Although the Board came under fire last summer for signing a joint statement against antisemitism with the Muslim Council of Britain, he maintains a pragmatic approach despite some in the community who believe it should be shunned. "If the organisation was dedicated to extremism, of course I wouldn't want to sit down with them for a moment. But undoubtedly there are some distinguished Muslim figures, some of whom may have connections with the MCB, and we should sit down and work with them."

While the Board also incurred criticism last summer over its response to the Gaza conflict, he believes the problem lay mainly in a failure to tell the Jewish public what it was doing rather than a lack of action.

But he believes they "would have felt better if there was a rally. A rally doesn't change anything outside, it doesn't stop antisemites being antisemitic, it just makes people feel better about themselves. Looking back on it, the Board did not feel there was enough buy-in from the communal organisations for a rally, so it didn't hold one. I don't think the Board will make that mistake again. If necessary, in future, we'll go it alone".

On Israel, he does not expect to depart from the traditional policy of support.Any reservations about Israeli policy would be communicated "privately" through diplomatic channels "except in the most extreme circumstances".

He will draw on a broad knowledge of British Jewry as a resident in one of its fastest-growing areas, Borehawood and Elstree in Hertfordshire, who has chaired his local synagogue and helped to establish a Jewish primary and secondary school there. While Orthodox in allegiance, he has liberal views and supports partnership minyans (where women can read from the Torah).
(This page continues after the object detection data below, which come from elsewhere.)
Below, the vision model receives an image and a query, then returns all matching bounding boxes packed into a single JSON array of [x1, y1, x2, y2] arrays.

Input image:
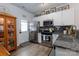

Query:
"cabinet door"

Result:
[[62, 9, 74, 25], [6, 17, 16, 51], [52, 11, 62, 25], [0, 16, 6, 46]]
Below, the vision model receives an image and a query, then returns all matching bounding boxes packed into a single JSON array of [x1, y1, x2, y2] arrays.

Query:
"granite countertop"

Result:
[[54, 32, 79, 51]]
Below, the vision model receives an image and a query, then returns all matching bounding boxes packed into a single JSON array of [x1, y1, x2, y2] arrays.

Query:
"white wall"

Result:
[[70, 3, 79, 30], [0, 3, 33, 45]]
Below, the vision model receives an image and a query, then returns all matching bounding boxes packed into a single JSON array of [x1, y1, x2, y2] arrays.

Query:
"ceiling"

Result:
[[13, 3, 66, 15]]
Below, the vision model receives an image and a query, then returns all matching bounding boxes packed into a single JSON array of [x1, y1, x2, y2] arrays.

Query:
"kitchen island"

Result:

His immediate task will be to find the Board a new home since, in autumn, it has to move out of the offices it occupied only a few months ago. Long-term, he will have to pick up merger talks with the Jewish Leadership Council.

"I don't think it makes sense to have two public affairs bodies," he said. "It's fair to say the public affairs body that has the trust and confidence of the community is the Board."

He emphasises that the "overwhelming bulk of our community… expect nothing less than a leadership which has a democratic mandate".

The Board, he believes, needs to be a more civil place with debates conducted in a more respectful spirit. "There is a problem sometimes with the way we communicate with each other," he said. "All of us, me included, under the stress of events, can slip off the path of good standards. We need to address it and I intend to."